This framework intends to serve as a general evaluation framework for natural language generation tasks, such as machine translation, dialogue system and summarization.
This component aims to assess the semantic aspect of system responses, more specifically, how much source information is preserved by the dialogue generation with reference to human-written responses. The continuous space model is adopted for evaluating adequacy where good word-level or sentence-level embedding techniques are studied to measure the semantic closessness of system responses and human references in the continous vector space.
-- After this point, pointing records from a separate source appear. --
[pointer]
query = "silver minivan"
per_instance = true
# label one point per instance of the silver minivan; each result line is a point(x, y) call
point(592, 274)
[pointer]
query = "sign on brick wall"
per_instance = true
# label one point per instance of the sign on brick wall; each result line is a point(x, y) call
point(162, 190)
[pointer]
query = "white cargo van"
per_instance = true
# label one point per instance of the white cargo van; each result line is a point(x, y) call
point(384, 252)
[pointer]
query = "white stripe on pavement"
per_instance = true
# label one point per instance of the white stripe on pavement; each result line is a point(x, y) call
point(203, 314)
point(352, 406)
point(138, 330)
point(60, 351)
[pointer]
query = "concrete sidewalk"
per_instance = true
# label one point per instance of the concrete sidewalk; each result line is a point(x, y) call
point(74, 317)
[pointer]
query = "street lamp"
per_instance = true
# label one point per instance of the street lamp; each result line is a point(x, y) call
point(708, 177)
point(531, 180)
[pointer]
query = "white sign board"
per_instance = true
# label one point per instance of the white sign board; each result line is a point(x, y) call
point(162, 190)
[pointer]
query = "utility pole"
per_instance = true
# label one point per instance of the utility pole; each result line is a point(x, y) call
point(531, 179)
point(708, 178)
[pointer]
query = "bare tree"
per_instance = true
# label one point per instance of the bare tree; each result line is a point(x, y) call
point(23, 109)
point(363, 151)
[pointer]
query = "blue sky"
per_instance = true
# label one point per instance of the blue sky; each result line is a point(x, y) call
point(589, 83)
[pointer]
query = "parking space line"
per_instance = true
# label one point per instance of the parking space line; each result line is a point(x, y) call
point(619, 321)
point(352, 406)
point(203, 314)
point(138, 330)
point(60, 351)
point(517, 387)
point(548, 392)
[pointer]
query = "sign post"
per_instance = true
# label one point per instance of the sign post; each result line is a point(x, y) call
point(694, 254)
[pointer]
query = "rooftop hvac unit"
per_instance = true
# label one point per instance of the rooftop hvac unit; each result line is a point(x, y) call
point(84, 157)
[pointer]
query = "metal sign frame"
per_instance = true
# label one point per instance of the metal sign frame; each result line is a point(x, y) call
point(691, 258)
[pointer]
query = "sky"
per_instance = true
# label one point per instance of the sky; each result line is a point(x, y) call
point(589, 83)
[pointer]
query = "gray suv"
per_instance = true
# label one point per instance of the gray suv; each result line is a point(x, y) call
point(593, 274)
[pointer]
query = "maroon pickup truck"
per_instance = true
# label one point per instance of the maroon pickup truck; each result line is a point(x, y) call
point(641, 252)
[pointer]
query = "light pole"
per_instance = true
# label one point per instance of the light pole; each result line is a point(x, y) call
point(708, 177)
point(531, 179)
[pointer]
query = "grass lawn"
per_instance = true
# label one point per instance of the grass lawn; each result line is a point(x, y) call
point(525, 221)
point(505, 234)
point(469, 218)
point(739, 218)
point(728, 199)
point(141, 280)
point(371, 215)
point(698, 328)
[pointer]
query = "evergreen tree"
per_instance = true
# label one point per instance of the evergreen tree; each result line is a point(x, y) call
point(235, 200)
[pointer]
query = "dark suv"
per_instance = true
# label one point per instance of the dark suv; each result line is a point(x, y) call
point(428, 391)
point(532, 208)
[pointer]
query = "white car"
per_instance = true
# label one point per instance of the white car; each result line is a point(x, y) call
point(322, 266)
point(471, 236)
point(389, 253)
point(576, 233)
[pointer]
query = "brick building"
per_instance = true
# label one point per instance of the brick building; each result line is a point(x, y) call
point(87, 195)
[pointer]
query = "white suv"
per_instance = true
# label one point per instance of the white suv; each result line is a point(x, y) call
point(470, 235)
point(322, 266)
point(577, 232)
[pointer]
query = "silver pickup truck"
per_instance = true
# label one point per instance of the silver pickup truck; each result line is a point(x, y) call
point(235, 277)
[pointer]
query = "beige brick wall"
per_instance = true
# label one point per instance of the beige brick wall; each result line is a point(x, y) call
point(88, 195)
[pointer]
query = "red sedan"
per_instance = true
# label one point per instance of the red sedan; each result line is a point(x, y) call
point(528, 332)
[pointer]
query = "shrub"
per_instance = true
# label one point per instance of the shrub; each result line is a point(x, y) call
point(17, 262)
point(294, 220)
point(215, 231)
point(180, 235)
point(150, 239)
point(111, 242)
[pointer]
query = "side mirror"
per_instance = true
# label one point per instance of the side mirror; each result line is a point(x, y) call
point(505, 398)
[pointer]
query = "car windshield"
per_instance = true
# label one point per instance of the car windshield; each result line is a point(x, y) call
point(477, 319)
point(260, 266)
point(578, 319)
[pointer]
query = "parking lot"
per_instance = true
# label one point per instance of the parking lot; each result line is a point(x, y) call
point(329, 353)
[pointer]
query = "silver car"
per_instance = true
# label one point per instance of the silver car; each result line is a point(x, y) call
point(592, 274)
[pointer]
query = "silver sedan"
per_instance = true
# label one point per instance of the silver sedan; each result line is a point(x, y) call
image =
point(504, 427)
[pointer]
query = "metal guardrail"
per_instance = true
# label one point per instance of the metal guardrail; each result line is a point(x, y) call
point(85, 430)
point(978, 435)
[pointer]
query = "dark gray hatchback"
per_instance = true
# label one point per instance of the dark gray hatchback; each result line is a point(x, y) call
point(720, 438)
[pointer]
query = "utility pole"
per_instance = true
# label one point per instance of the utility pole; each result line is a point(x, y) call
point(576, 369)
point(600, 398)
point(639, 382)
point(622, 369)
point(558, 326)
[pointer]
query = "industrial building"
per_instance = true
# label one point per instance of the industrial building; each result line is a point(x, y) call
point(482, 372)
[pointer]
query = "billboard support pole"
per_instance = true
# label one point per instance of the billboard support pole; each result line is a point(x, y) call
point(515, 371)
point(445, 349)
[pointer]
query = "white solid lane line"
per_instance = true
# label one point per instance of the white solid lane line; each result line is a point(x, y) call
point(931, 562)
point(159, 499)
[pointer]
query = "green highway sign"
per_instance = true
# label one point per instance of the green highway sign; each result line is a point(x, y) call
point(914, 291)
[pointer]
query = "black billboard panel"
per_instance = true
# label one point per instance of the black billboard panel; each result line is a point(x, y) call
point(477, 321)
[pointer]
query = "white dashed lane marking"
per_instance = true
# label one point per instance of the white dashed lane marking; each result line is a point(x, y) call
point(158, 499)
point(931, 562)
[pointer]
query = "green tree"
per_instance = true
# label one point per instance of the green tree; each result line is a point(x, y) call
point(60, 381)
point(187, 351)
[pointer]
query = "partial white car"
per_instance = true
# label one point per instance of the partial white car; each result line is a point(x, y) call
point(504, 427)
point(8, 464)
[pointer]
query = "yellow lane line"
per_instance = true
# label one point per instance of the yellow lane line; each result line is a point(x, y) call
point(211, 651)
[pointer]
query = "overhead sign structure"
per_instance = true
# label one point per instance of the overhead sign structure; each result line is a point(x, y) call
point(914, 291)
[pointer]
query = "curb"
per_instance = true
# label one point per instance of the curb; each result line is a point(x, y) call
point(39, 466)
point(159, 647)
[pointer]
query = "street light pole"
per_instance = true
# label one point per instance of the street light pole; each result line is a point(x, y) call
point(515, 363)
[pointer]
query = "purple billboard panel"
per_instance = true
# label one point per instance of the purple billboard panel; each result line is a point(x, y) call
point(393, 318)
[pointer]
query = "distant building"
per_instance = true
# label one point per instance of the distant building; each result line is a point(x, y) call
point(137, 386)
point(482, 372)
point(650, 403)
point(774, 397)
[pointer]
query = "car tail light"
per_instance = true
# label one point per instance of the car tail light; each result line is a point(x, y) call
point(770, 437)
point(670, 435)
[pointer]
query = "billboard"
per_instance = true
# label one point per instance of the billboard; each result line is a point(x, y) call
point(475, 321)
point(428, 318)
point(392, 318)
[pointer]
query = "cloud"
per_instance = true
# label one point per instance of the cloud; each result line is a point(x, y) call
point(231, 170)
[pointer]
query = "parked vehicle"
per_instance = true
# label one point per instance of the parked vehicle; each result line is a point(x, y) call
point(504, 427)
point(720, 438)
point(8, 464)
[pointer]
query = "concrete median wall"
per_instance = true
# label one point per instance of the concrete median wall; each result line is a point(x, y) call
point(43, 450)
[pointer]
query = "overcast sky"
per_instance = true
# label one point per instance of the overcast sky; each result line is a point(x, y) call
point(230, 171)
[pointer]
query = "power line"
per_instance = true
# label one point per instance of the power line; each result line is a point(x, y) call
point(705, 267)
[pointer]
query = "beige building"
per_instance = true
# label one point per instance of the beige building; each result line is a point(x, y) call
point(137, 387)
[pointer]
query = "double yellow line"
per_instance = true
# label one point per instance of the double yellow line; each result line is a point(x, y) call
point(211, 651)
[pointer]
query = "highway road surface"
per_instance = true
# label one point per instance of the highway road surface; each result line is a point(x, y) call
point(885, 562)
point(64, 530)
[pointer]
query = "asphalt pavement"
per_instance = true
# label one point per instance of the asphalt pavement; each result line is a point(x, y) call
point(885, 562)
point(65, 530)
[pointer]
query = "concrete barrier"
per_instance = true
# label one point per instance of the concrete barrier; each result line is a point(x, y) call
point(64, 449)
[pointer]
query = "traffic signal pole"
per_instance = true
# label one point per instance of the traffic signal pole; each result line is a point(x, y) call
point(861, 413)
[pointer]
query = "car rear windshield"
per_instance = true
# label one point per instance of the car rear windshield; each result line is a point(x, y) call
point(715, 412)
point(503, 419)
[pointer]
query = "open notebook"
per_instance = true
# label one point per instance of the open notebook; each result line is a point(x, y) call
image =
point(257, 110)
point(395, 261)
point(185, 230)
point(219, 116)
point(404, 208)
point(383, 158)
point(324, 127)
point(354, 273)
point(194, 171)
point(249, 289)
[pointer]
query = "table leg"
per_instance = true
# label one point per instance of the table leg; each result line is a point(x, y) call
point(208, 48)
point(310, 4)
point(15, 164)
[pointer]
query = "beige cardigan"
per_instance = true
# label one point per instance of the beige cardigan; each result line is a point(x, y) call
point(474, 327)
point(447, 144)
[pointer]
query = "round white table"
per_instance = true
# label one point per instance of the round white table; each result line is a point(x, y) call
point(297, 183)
This component aims to assess the syntactic validity of system responses. It tries to compare the system hypotheses against human references in terms of their respective sentence-level normalized log probabilities based on the assumption that sentences that are of similar syntactic validity should share similar perplexity level given by a language model. Hence, in this component, various language model techniques are explored to accurately estimate the sentence-level probability distribution.
- python 3.x
- emoji=0.5.4
- jsonlines=1.2.0
- tensorflow-gpu=1.14.0
- tqdm=4.38.0
Please refer to the example folder for detailed experimental setup and implementation steps of various evaluation tasks.
[1]
Banchs, R. E., & Li, H. (2011, June). AM-FM: A semantic framework for translation quality assessment. In Proceedings of the 49th Annual Meeting of the ACL: Human Language Technologies: short papers-Volume 2 (pp. 153-158). ACL.
[2]
Banchs, R. E., D’Haro, L. F., & Li, H. (2015). Adequacy–fluency metrics: Evaluating MT in the continuous space model framework. IEEE/ACM TASLP, 23(3), 472-482.
[3]
D'Haro, L. F., Banchs, R. E., Hori, C., & Li, H. (2019). Automatic evaluation of end-to-end dialog systems with adequacy-fluency metrics. Computer Speech & Language, 55, 200-215.